J. B. Thompson

Personal information
- Full name: James Bogne Thompson
- Born: 1829 Yorkshire, England
- Died: 18 July 1877 Melbourne, Victoria, Australia

Domestic team information
- 1861/62: Victoria
- Only FC: 9 January 1862 Victoria v New South Wales

Career statistics
| Competition | First-class |
| Matches | 1 |
| Runs scored | 16 |
| Batting average | 16.00 |
| 100s/50s | 0/0 |
| Top score | 16 |
| Catches/stumpings | 0/– |
- Source: CricketArchive

= J. B. Thompson =

James Bogne "J. B." Thompson (1829 – 18 July 1877) was one of the creators of the original laws of Australian rules football, one of the founders and the inaugural secretary of the Melbourne Football Club, a cricketer for Victoria and the Melbourne Cricket Club (MCC), and a journalist for Melbourne newspaper, The Argus.

== Early life ==
Thompson was born in 1829 in Yorkshire, England. He studied at Trinity College, Cambridge from 1845 to 1848, before deciding to travel to the British colony of Victoria, where he ended up living for the remainder of his life.

== Victoria ==

=== Cricket ===
Thompson was a respected amateur cricketer for the Melbourne Cricket Club and played one first-class match for Victoria, in the 1861–62 season, against New South Wales at the MCG. He batted in just one innings, scoring 16 runs. Victoria went on to win the match by ten wickets.

Thompson played for the Gentlemen of Victoria against the Gentlemen of New South Wales in 1858–59. He batted only in the first innings and scored six runs; he also took a catch while in the field. The match ended in a draw. Future collaborators in the codifying of Australian football's laws, Tom Wills and William Hammersley, also played in the match.

Thompson played twice for Victoria against H. H. Stephenson's XI in 1862. In the first match he scored 17 and a duck and Victoria lost by an innings and 96 runs. In the second match Thompson made 1 and 25 and the match ended in a draw.

In 1864 Thompson played for Bendigo against G. Parr's XI. Thompson batted twice, scoring one and zero, but took one wicket for 31 runs (1/31) and held onto a catch. Bendigo lost by 144 runs.

When G. Parr's XI played Castlemaine, also in 1864, Thompson, alongside Tom Wills, was the umpire.

=== Australian rules football ===
On 17 May 1859, Thompson, along with Tom Wills, Thomas H. Smith and William Hammersley (with some sources also including Wills' cousin H. C. A. Harrison), co-founded the Melbourne Football Club, the first ever Australian rules football club, of which he was inaugural secretary, at the Parade Hotel in East Melbourne. At the same meeting the men also created the first ever laws of Australian rules football, which became the foundation of the game.

Thompson played with the Melbourne Football Club for many years and during this time he also contributed to updating the laws of the game.
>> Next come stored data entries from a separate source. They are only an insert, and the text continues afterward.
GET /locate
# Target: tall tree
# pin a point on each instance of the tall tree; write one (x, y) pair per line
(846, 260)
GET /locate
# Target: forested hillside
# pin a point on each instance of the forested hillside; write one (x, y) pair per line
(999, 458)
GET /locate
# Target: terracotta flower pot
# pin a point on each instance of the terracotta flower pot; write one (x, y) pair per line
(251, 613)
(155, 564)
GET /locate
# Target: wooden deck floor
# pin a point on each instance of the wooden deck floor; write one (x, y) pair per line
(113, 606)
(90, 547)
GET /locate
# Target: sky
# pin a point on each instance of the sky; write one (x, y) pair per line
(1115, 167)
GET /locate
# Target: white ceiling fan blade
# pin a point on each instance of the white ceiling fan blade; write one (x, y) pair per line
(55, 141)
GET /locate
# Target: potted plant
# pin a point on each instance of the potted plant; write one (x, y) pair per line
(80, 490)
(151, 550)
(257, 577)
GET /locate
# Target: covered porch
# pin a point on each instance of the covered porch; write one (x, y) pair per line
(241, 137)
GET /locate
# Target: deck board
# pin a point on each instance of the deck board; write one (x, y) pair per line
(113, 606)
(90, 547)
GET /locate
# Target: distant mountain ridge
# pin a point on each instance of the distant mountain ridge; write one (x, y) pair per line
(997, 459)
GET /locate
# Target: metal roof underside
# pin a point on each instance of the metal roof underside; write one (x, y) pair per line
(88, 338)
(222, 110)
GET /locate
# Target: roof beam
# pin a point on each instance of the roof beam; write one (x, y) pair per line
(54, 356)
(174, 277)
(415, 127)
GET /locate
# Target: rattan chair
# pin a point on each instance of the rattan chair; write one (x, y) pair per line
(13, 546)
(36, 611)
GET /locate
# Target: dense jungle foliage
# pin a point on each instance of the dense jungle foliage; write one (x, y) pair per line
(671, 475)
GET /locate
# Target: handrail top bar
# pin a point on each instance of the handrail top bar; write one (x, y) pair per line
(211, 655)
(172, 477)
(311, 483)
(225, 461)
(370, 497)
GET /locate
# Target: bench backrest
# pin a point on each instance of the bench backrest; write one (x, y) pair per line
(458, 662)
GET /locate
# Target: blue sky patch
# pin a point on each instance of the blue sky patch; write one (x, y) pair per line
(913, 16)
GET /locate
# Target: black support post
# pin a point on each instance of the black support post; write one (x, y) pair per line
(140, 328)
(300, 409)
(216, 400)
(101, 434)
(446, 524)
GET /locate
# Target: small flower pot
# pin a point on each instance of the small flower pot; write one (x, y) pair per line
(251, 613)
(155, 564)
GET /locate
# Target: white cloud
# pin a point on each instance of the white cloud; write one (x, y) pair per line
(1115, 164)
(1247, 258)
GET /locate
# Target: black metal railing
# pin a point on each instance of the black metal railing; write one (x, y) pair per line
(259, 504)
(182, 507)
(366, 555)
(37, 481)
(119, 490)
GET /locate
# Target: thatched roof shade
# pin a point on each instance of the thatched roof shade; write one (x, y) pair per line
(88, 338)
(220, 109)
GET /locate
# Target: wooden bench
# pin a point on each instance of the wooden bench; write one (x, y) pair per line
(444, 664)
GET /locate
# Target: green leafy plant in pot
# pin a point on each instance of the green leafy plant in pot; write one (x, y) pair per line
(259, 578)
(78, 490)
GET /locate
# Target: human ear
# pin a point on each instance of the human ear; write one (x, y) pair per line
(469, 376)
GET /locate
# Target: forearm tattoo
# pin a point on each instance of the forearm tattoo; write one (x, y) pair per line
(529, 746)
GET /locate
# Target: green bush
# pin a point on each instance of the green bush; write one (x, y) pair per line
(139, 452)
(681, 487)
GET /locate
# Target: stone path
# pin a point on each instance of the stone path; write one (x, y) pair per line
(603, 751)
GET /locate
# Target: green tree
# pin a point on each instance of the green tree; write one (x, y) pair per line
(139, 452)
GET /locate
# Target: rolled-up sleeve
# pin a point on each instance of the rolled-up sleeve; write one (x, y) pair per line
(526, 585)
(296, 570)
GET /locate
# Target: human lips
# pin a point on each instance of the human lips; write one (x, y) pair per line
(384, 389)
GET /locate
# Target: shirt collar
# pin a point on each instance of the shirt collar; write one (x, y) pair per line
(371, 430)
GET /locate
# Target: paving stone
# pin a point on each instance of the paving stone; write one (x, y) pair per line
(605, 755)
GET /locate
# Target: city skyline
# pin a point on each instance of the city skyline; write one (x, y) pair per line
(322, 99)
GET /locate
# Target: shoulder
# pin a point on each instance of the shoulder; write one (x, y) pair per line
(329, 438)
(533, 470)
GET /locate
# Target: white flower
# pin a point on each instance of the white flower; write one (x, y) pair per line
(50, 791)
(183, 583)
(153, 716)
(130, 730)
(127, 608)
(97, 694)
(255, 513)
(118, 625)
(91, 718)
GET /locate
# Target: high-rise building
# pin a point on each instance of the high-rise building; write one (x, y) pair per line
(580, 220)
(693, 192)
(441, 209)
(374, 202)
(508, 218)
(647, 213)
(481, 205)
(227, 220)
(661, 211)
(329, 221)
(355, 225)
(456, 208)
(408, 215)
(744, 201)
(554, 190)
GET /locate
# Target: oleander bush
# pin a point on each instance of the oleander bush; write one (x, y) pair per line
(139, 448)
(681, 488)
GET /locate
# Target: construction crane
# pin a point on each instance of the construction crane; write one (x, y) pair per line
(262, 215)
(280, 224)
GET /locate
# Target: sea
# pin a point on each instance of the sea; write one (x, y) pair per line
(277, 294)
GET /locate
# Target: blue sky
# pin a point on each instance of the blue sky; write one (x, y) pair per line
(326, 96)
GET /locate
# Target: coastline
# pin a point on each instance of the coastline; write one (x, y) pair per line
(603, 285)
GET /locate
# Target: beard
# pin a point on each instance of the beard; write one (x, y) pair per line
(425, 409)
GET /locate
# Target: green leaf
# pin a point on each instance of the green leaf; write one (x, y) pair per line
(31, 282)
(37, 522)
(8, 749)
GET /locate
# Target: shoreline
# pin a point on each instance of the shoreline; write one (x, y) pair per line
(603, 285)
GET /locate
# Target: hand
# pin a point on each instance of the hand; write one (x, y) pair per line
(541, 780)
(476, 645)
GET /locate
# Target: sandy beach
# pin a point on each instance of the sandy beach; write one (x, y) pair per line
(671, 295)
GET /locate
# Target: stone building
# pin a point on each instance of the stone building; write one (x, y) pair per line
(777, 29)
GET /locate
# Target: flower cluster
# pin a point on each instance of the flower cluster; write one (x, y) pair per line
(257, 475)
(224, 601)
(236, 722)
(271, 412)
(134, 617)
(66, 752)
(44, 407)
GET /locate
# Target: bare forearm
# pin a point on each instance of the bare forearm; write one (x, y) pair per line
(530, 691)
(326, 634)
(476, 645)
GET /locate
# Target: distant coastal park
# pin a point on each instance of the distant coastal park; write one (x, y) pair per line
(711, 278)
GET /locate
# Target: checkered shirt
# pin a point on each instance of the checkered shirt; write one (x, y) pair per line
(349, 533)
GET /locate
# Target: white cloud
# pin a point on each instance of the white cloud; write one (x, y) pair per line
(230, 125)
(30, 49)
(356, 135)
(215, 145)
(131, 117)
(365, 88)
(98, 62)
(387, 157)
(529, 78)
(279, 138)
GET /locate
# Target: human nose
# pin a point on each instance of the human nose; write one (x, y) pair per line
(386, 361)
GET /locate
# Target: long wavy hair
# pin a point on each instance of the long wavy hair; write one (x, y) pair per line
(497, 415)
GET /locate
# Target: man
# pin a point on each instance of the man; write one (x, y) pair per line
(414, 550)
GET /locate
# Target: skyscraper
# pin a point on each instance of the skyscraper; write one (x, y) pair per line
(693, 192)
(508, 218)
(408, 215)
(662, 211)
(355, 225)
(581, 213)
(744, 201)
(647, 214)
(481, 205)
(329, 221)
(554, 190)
Thompson disagreed with Wills about many aspects, as he thought that Wills was trying to implement more Rugby School rules into the game. Wills, however, did manage to implement many of the Rugby School rules, such as place kicks and marks. The disagreements culminated in 1860, when Melbourne, whom Thompson was captaining, played Richmond, whom Wills was captaining, and Wills used his position as captain to declare that he and his team would not play unless they used the oval shaped, Rugby School-styled ball, as opposed to a round ball, such as is used in association football, which had been used in all matches up to this point. In the end the game was played with an oval-shaped ball and to this day Australian rules football still uses that particular shape of ball.

=== Journalist ===
Thompson wrote for Melbourne-based newspaper, The Argus, for many years, contributing a weekly sports column, generally writing about cricket in the summer and football in the winter. After his falling out with Wills he used the column to criticise Wills for not turning up to a Victorian cricket team practice and for failing to provide an excuse.

Thompson was editor of The Victorian Cricketer's Guide for 1859–60.

== Death and legacy ==
Thompson died in Melbourne, on 18 July 1877, at the age of 48, from a combination of excessive alcohol consumption and bronchopneumonia.

Former Chief Executive of the Australian Football League (AFL), Andrew Demetriou, wrote in the introduction of The Australian Game of Football, "Our game does not belong to an idea by Tom Wills or dedicated management by H.C.A. Harrison, but it can be safely said that it was driven by a diverse collective of two journalists (Thompson and Hammersley), a teacher from Melbourne's Scotch College, Thomas Smith, and ... the hotelier, Jerry Bryant."